Чтение онлайн

ЖАНРЫ

Евреи в жизни одной женщины (сборник)
Шрифт:

«А может, не в гробу. Может, я его забыла в траве у бордюра, когда сидела и ждала машину. Надо вспомнить последовательность. Что же я делала? Встала, взяла сумку и цветы… Для чего я вынимала кошелёк из сумки? А я его вообще брала из дому? К чему деньги на кладбище? Нет, так не пойдёт. Надо по порядку: что в кошелке ценного? Паспорт, кредитные карточки…». Терпеть дальше не было мочи. Она повернулась к младшему и шёпотом рассказала о приключившейся с ней беде. Младший молчал. Он, не отрываясь смотрел на бабушку, и в суетных хлопотах матери участвовать не собирался. Тогда Маша обратилась к старшему, и тоже поделилась. Сын стоял, расставив ноги, по-хозяйски скрестив руки чуть ниже живота. К её удивлению, он откликнулся мирно, обычно в таких случаях матери доставалась. Увы, сын её не слышал. Он говорил о своём: «Мать, гроб подменили – растерянно прошептал он. Я заказывал облегчённый, с ручками,

чтоб к деду легко нести, и тёмный, а этот яркий, молодёжный».

Словом, друг друга они поняли, но по-разному. Маша знала, что помощь и сочувствие придёт с другой стороны, снова обратилась к младшему. «Выйди, пожалуйста, на улицу, посмотри» – и объяснила, где искать. Он вышел тихо, не привлекая внимания, умел, если надо, оставаться незаметным. Маша надолго провалилась в никуда, как бы отсутствовала. Мысль, как резкий свет лампы, вернула её в реальность. Сын, её опора и надежда, уже стоял рядом. Кудрявая, в мелких барашках, голова низко склонилась. «А может в цветах?» – спросила она. «Кто?» «Кошелёк». «Да, успокойся ты» – и он незаметно передал матери этот злополучный предмет.

Маша вдруг прозрела, увидела плачущую с покрасневшим носом невестку, свою соседку, с которой враждовала последние три года, и успокоилась. Жить текла обычным чередом даже на похоронах.

Луганск

– Хочу в Луганск – мечтательно скажет мама и Маша знает, что вскоре они все вместе сядут в застиранный поезд и поедут с крайней западной точки Украины в самую её восточную.

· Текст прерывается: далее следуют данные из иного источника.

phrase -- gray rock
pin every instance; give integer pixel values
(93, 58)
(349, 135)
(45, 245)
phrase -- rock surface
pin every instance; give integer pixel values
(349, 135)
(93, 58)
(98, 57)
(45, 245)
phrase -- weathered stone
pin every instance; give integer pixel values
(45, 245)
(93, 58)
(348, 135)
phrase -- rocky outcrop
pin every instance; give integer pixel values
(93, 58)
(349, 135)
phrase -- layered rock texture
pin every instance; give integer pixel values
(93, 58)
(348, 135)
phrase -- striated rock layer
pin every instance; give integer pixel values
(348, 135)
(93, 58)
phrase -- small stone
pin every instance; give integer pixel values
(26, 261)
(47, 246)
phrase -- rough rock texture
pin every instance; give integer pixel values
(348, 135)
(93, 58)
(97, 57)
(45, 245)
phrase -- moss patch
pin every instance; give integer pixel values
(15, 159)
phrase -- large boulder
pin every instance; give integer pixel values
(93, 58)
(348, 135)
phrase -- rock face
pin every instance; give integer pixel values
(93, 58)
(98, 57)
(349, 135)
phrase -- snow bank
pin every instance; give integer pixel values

Они застрянут между ними на двое суток, будут, как говорит бабушка, «гонять чаи», есть в вагоне-ресторане сборную солянку, выбегать на полустанках за фруктами и ехать, ехать. На столике мирно звенят ложечки в тонких стаканах, обутые в подстаканники, кто-то мирно похрапывает на верхней полке, бабушка чистит свежие огурцы, и запах их, как дым осенних костров, надолго повиснет в купе. Колёса мирно постукивают и под этот перестук за окнами замелькают пейзажи. Исчезнут родные кудрявые горы, за которыми спрячется их уютный город, и вдоль поезда потянутся чужие равнины, леса, перелески, реки, озёра. Поля с удивительными, солнечными подсолнухами сопровождают их вдоль всего пути, и Маше кажется, что нежные растения на тонких высоких стеблях кланяются в пояс, приветствуют. «У нас таких полей нет» – подумает она и поймает себя на мысли, что у нас – это у них, коренных закарпатцев, а у них – это и есть у нас, ведь они, луганчане, и едут к себе на родину. Но родина эта их: мамы, бабушки, Евдокии. Её, Машина родина, там, где «у нас». Но почему-то дома, в Карпатах, её никогда не признают, потому как чужая, пришлая, не принадлежащая к кругу посвящённых в таинственную суть гор.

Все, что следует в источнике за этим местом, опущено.